Dans Créatine, paru aux éditions Scribes en janvier 2024 un homme en pleine détresse nous raconte son enfance solitaire, sa misère existentielle et sexuelle, sa découverte de Conan le barbare, et saquête de perfection physique. Ce monologue suscite un profond malaise. D’où vient-il ? C’est la question que nous avons posée à Victor Malzac, dans la cour de l’ENS, où celui-ci poursuit sa thèse. Rencontre avec cet auteur publié dans notre revue N°5 sur le Sport.

Sébastien Reynaud : Ton personnage principal est un adolescent obsédé par son corps. Est-ce que tu peux nous le présenter ? 

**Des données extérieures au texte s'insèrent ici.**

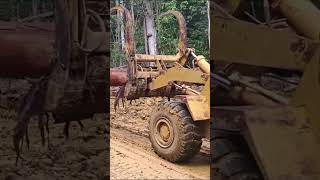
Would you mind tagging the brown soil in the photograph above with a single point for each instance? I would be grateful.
(80, 157)
(131, 153)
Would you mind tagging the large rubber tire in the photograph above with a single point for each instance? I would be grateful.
(185, 136)
(232, 161)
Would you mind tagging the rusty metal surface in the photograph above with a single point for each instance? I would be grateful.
(153, 58)
(118, 77)
(198, 107)
(284, 142)
(284, 50)
(25, 51)
(303, 15)
(281, 139)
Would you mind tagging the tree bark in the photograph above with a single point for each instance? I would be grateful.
(150, 28)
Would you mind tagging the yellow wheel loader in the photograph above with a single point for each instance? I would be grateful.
(266, 90)
(177, 127)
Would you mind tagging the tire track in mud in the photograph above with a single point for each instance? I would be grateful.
(132, 158)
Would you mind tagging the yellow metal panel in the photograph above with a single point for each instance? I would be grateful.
(199, 107)
(178, 73)
(249, 43)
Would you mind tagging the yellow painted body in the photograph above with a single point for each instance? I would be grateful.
(303, 15)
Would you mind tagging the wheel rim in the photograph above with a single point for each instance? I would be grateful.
(164, 133)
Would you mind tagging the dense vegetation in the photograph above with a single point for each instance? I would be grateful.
(194, 11)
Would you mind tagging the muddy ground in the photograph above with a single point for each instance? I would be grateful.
(81, 157)
(132, 156)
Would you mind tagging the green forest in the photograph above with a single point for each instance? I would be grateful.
(166, 28)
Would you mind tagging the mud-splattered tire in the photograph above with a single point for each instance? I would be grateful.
(232, 162)
(173, 134)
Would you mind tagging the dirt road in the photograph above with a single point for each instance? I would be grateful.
(81, 157)
(131, 153)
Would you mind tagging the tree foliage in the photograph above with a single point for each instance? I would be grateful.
(195, 13)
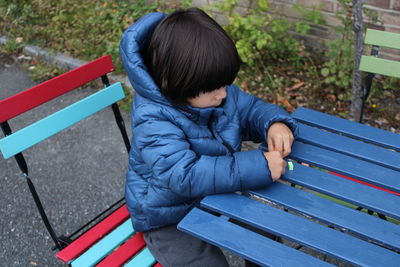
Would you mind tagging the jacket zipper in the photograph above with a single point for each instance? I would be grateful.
(211, 128)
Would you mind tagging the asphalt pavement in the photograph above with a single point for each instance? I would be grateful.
(77, 172)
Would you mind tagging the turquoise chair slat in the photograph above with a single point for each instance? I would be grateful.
(42, 129)
(102, 248)
(381, 38)
(144, 259)
(380, 66)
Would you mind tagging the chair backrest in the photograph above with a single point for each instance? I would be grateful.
(13, 106)
(13, 144)
(372, 63)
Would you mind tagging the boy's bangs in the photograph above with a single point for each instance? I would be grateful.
(190, 54)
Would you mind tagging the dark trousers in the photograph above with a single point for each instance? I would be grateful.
(173, 248)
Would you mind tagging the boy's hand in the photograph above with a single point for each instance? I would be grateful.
(276, 164)
(280, 138)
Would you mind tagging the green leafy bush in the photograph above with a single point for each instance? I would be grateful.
(86, 29)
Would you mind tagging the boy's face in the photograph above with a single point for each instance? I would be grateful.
(209, 99)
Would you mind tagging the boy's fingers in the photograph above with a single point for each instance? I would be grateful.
(270, 145)
(287, 147)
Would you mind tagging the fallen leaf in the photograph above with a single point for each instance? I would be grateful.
(294, 87)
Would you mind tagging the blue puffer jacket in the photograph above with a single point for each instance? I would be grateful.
(181, 155)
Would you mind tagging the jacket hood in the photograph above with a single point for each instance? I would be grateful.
(134, 39)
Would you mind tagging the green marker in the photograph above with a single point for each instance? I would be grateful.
(290, 165)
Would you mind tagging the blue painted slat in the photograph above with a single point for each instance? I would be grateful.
(143, 259)
(347, 190)
(40, 130)
(356, 222)
(346, 165)
(305, 232)
(107, 244)
(241, 241)
(349, 128)
(349, 146)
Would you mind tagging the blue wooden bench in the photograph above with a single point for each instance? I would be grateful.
(111, 241)
(239, 222)
(325, 210)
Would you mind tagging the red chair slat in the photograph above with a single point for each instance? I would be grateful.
(125, 252)
(44, 92)
(364, 183)
(93, 235)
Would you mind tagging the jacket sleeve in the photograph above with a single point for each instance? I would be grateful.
(165, 150)
(257, 116)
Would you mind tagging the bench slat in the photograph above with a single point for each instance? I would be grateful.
(143, 259)
(107, 244)
(346, 165)
(85, 241)
(381, 38)
(349, 128)
(332, 213)
(349, 146)
(380, 66)
(44, 92)
(40, 130)
(125, 252)
(306, 232)
(343, 189)
(243, 242)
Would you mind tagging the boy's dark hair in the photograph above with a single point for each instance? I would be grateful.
(189, 54)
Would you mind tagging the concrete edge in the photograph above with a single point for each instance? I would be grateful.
(61, 60)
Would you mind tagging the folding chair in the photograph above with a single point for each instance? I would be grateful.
(109, 239)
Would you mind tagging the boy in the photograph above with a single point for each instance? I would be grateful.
(188, 122)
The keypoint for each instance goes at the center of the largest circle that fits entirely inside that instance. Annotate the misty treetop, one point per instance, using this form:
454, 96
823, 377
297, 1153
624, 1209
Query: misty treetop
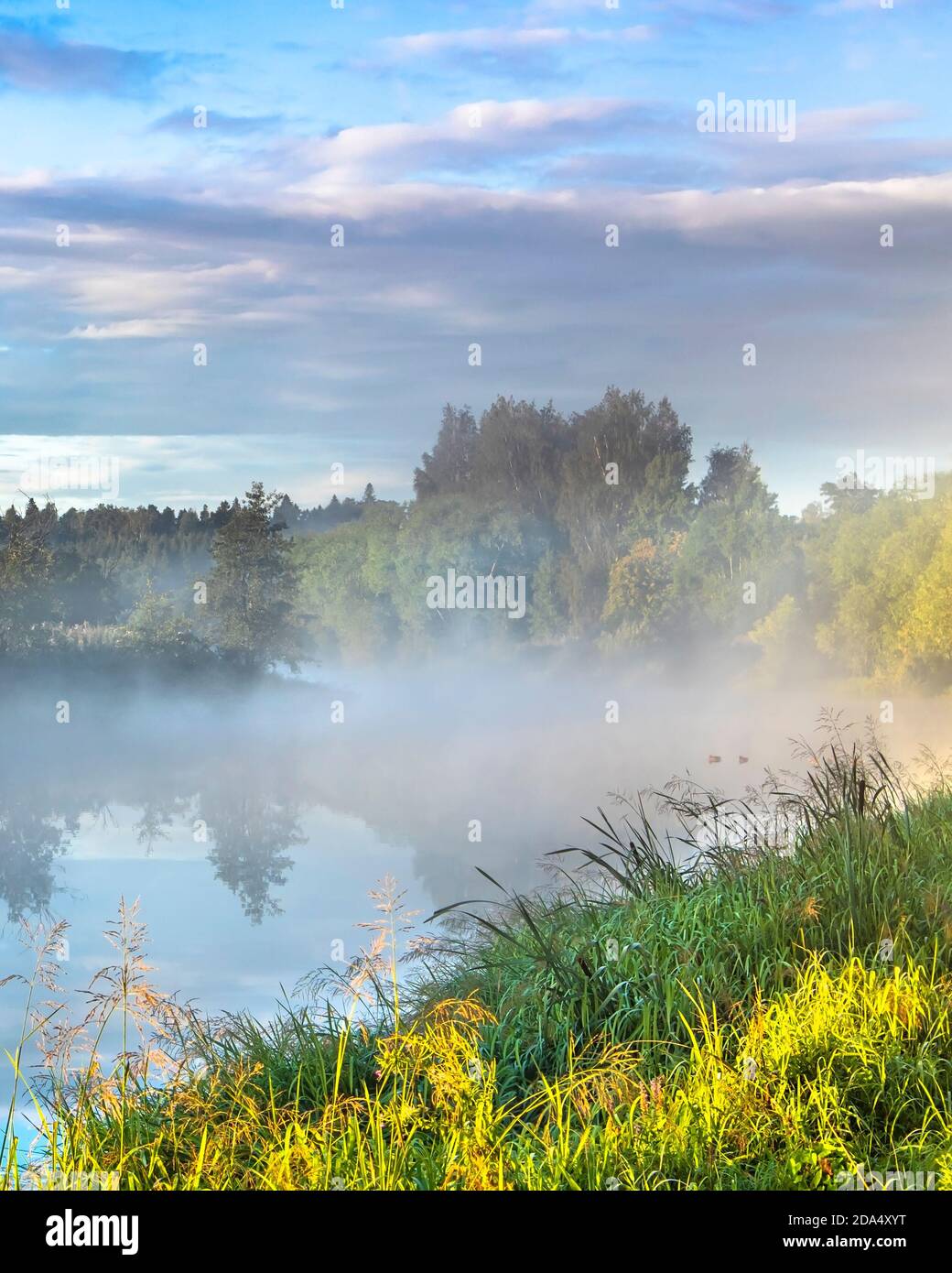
596, 512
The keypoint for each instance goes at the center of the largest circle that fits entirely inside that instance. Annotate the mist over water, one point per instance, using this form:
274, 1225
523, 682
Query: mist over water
251, 826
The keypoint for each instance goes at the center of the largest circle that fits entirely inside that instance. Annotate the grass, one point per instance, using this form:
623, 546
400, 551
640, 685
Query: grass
770, 1014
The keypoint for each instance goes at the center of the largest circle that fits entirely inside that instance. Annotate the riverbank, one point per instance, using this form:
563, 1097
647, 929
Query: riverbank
774, 1016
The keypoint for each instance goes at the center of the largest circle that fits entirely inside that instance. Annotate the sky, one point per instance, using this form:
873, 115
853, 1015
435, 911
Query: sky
173, 306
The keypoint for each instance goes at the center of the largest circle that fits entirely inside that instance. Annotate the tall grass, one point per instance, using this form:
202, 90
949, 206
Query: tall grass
714, 1007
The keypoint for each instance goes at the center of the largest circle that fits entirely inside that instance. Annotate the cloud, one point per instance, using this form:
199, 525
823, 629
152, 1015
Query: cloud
469, 136
36, 60
131, 329
503, 39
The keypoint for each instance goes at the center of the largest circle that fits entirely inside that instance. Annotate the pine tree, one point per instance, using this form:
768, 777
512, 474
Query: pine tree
252, 584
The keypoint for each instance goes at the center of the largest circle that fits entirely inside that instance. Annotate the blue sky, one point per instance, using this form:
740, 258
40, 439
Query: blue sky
362, 116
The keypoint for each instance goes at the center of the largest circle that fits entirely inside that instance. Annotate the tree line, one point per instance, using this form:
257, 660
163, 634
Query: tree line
619, 550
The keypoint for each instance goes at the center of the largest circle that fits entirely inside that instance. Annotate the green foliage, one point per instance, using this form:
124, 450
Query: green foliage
736, 1024
252, 586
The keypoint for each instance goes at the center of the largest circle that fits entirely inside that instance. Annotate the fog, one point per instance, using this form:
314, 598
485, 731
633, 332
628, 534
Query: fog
251, 825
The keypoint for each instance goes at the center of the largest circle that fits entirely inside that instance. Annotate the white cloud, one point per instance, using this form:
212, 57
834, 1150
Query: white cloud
502, 39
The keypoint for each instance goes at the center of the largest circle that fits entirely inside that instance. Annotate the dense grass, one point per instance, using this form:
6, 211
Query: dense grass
765, 1016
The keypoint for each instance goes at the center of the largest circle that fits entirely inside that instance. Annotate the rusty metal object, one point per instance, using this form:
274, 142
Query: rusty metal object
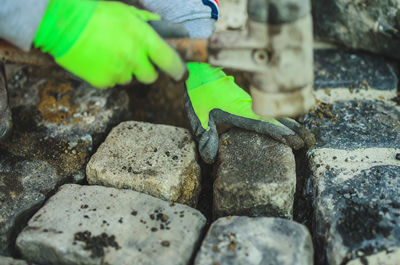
189, 49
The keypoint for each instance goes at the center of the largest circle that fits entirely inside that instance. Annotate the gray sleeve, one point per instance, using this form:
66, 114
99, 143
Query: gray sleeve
192, 14
19, 20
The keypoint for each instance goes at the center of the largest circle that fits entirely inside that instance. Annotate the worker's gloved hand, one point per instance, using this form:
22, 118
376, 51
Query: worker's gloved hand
213, 98
105, 43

Victor Malzac : C’est un personnage assez mou, assez quelconque, qui s’ennuie beaucoup, et qui découvre qu’il peut parler. Alors il s’adresse à quelqu’un, on ne sait pas qui, et il déverse son flux, comme un mec le soir au bar.

On va dans un bar un soir. On s’assied à côté d’un type. Et le type a bu deux, trois pintes, et il commence à nous parler. Il ne s’arrête plus. Il va d’une idée à l’autre. Et il trouve toujours un moyen de nous empêcher de partir. C’est un peu ça, mon personnage.

Un jour mon personnage découvre Conan le barbare, et il se dit : je vais devenir ça. Là, il entre dans un étrange mouvement d’indignation et de colère envers ses parents. Il se dit : je vais rétablir l’équilibre, battre tout le monde dans l’arène et devenir un monstre. 

En fait, c’est un personnage assez banal. Et c’est un personnage qui parle beaucoup, comme la plupart des sportifs qu’on peut voir sur YouTube. Des gens qui parlent de tout, qui donnent des leçons, qui font de leur vie un storytelling. Une épopée, en fait, ou du moins ils le voient ainsi. Au début, ils sont nuls, et à la fin, ils sont très forts. Comme un jeu vidéo. Ils augmentent en niveau, en expérience.

S.R : Ce personnage passe donc son temps à perfectionner son corps. Quel désir, quel besoin, quelle quête plus profonde se cache derrière cette obsession de la perfection physique et ? Est-ce qu’on peut dire que la musculation est présentée dans ton roman comme une forme de dérivatif à la détresse ? 

V.M : Je pense que c’est un personnage qui fait du sport comme il aurait fait n’importe quoi d’autre, du moment que cette chose-là montre socialement qu’il a de la valeur et qu’il est attirant. L’idée est toujours de le distinguer, de le rendre supérieur aux autres. Ça se voit visuellement quand tu es fort ou pas, c’est-à-dire quand tu prends de l’espace, quand tu es parfait physiquement, quand tu es musclé, tu as travaillé. Ça se voit, ça pue de ton corps, ça pue de toi dans l’espace public, dans l’espace social. La musculation est sans doute le moyen le plus efficace de montrer sa domination. 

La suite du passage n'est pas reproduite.